Microsoft has also made a few announcements for rolling out Microsoft 365 with Copilot for both enterprises and universities. Licenses are priced at $30 per user per month with a prerequisite license of Microsoft 365, totalling approximately $60 per user per month. The difference with Microsoft 365 Copilot and other proprietary models is that Microsoft makes use of proprietary enterprise data from the use of the Microsoft 365 suite of applications, including Word, Excel, and Teams. Microsoft claims that it maintains strict data privacy standards, ensuring customer data is not utilized for training Copilot’s models.
Proprietary models benefit from the substantial financial and technical resources and expert support provided by the model creators and providers. These resources can be fed into extensive research, development, and continuous improvement of the models. As a result, organizations can rely on a robust, well-supported solution for their generative AI projects. So, a price between $40-$60 per month per user is cheaper than building a generative AI model from scratch and having to worry about increasing infrastructure, data and human resource costs, as discussed earlier.
This will, however, depend on the number of users in an organization. Multinationals with hundreds of thousands of users like PWC will quickly bring the monthly cost to millions of dollars and may end up paying more than if building their own model, but also potentially becoming locked-in proprietary models for the years to come. With the source code being proprietary and inaccessible, customization and fine-tuning become challenging. This limitation can hinder the adaptability of the model to specific business needs.
More importantly, not having control over the model challenges any understanding over the model’s inner workings (e.g., weights and parameters). “In many cases, details such as the size, make-up and provenance of the training data, the number of parameters, and the resources required to train the model are also not shared publicly. In essence, then, such models can only be probed in a black-box manner, which may not be sufficient to meet the transparency requirements for stakeholders” (Liao and Vaughan 2023). Enforcing transparency on proprietary model creators and providers will only be possible through regulation such as the EU AI Act.
Open-Source Generative AI Models
An alternative approach would be to licence open-source generative AI models. Some examples include Meta’s LLaMa 3 trained on 70 billion parameters with over 15 trillion tokens of publicly available data spanning various domains, including code, historical knowledge and multiple languages. Another one is BLOOM developed by the BigScience collaborative initiative on 176-billion parameters and using 1.6TB of data spanning 46 natural languages and 13 programming languages. Yet another one is Mistral AI that boasts three different open-source models one built on 7 billion parameters, another on 8 x 7 billion, and the most powerful model built on 8 x 22 billion parameters. Others include Google’s BERT, Falcon developed by the Technology Innovation Institute of the United Arab Emirates, and others.

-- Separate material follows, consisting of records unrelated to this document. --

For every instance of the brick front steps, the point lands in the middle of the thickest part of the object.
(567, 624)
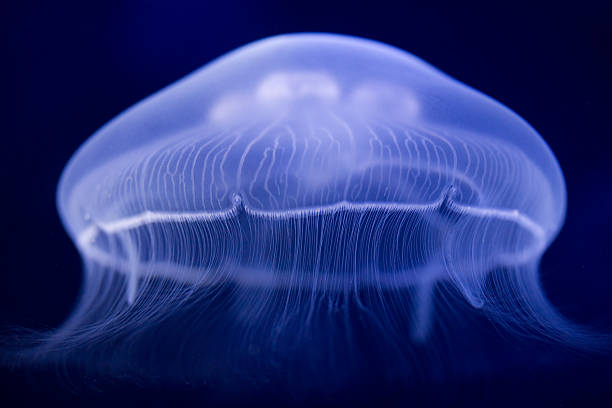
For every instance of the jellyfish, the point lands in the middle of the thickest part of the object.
(299, 208)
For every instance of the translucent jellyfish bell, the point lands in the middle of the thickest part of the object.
(264, 209)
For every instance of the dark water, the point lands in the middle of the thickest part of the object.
(69, 68)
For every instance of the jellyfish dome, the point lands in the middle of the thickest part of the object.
(300, 205)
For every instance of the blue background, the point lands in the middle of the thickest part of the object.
(70, 67)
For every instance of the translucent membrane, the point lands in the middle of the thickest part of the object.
(300, 205)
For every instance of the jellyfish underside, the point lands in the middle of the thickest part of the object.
(336, 190)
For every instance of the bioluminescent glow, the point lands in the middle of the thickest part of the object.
(306, 203)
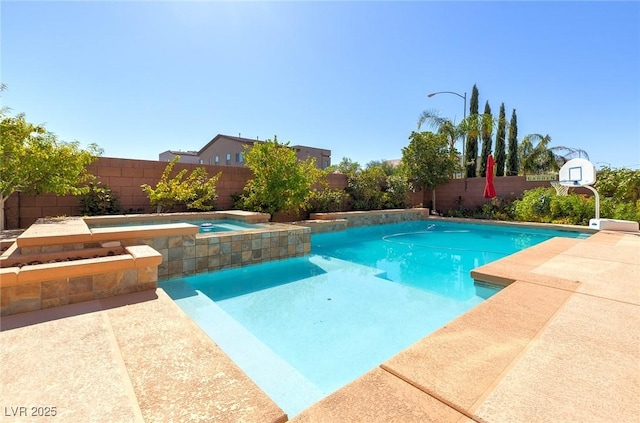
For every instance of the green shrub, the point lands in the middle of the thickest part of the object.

Companies like Databricks, Hugging Face, Mendix and Service Now provide many of these and other open-source models, while also helping organizations to fine tune the models to domain-specific use cases.
Open-source generative AI models offer many advantages over the proprietary models discussed above including better control and flexibility to modify the models to customize it to specific organizational needs and use cases. The open nature of these models means that their underlying architecture and weight parameters are accessible, thus, enabling organizations to fine tune them to domain-specific requirements. Open-source generative AI models often benefit from the collective wisdom and expertise of a large and diverse developer community. This community can provide valuable insights, enhancements, and updates to the model. This global open-source developer community is known for driving open innovation, collaboration and rapid adaptation to emerging technologies and trends. This enables organizations to stay ahead of the curve. Further, open-source generative AI models provide more transparency into their inner workings. This allows organizations to build trust with their customers by demonstrating that the AI systems they deploy are accountable and explainable, while ensuring ethical and regulatory compliance.
At the same time, this global, open-source developer community may not always have the same level of resources as large corporations developing proprietary models. There is less coordination to meet the business objectives of specific organizations which can lead to limitations in terms of research and development, but also support for applying and operating open-source models. The development and improvement of open-source models rely heavily on community contributions, however, these contributions are not always consistent and reliable, which could be a challenge for organizations with specific deadlines or stringent requirements.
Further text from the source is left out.